Os perigos da indústria farmacêutica
Enviada em 24/09/2019
No início do século XX, ocorreu no Rio de Janeiro um motim popular cujo qual ficou conhecido como: Revolta da Vacina. Esse fato se sucedeu após uma série de medidas sanitaristas as quais foram impostas pelo governo. Mesmo que, em suma, essas medidas fossem para melhorar o saneamento básico da população, foram aplicadas de forma autoritária e violenta provocando revolta nas pessoas. Atualmente, os avanços tecnológicos garantiram grandes melhorias nas lutas contra epidemias e doenças em geral. Contúdo, é nítido que indústrias farmaceuticas utilizam desse desenvolvimento para vender remédios de forma demasiada a fim de obter lucros à partir da comunicação direta com o consumidor. A precariedade dos hospitais também corroboram com a automedicação.
No Brasil, a cada 10 brasileiros, apenas 2 não tomam remédio por conta própria. Esse fato é incentivado pelas grandes farmácias que, fazem propagandas promovendo alívio rápido cujo qual é visto como mais acessível pelo indivíduo que não quer enfrentar filas de hospitais.

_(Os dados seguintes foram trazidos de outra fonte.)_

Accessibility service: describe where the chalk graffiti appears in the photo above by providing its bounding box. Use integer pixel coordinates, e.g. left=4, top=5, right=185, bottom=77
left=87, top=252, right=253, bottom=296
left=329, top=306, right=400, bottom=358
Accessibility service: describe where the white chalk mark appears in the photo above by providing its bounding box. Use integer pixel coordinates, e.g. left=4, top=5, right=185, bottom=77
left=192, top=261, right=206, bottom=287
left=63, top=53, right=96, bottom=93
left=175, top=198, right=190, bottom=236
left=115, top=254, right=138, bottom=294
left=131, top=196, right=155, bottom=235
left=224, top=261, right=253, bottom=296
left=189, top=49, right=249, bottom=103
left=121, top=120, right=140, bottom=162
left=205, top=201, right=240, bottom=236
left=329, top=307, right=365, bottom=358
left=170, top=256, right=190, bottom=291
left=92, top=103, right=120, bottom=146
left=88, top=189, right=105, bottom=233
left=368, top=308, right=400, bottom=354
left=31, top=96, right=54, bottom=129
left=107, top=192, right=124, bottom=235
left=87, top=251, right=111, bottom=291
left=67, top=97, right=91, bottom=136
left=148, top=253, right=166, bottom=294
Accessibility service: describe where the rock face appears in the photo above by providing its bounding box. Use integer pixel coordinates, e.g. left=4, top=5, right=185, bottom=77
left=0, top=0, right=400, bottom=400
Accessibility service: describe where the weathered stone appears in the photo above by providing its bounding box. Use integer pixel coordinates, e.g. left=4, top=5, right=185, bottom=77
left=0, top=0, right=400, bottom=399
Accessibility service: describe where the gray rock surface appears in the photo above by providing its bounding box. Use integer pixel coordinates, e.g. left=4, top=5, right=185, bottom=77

Para o filósofo Émile Durkheim, a sociedade baseia-se em fatos sociais, que consistem em influências ao modo de agir e pensar exteriores ao indivíduo. Percebe-se então, que a automedicação é um fato social indutivo, sendo reforçado pela falta de informação e pelo monopólio de grandes indústrias farmaceuticas que visam somente o lucro, no qual o ser humano é visto somente como consumidor de seus produtos.
O Sistema Único de Saúde (SUS) é utilizado por boa parte da população. Sendo gratuito, ele necessita de uma boa infraestrutura para atender sua demanda. Entretanto, com a falta de investimentos, a precariedade afasta as pessoas, já que aquelas que não possuem tempo para esperar nas grandes filas dos hospitais, acabam optando por soluções mais rápidas, recorrendo à farmácia mais perto de sua casa, cujo qual não possui atendimento específico e nem um profissional adequado para examinar e verificar a ocorrência de algum problema mais sério.
Diante dos fatos supracitados, faz-se necessário que o Ministério da Saúde juntamente com os Governos Estaduais invista em pequenos postos de saúde e construa outros em lugares mais superlotados, para que as filas locais diminuam e a população tenha acesso mais rápido quando necessite de atendimento, a fim de não tomar remédios por intuição própria. A mídia televisiva, cujo qual, é a principal fonte de propagandas de medicamentos, deve reduzir essas publicidades além de alertar sobre a série de outros problemas que podem ser causados devido a automedicação quando não supervisionado por um profissional qualificado, a fim de os consumidores desses fármacos não comprem exageradamente com a desinformação.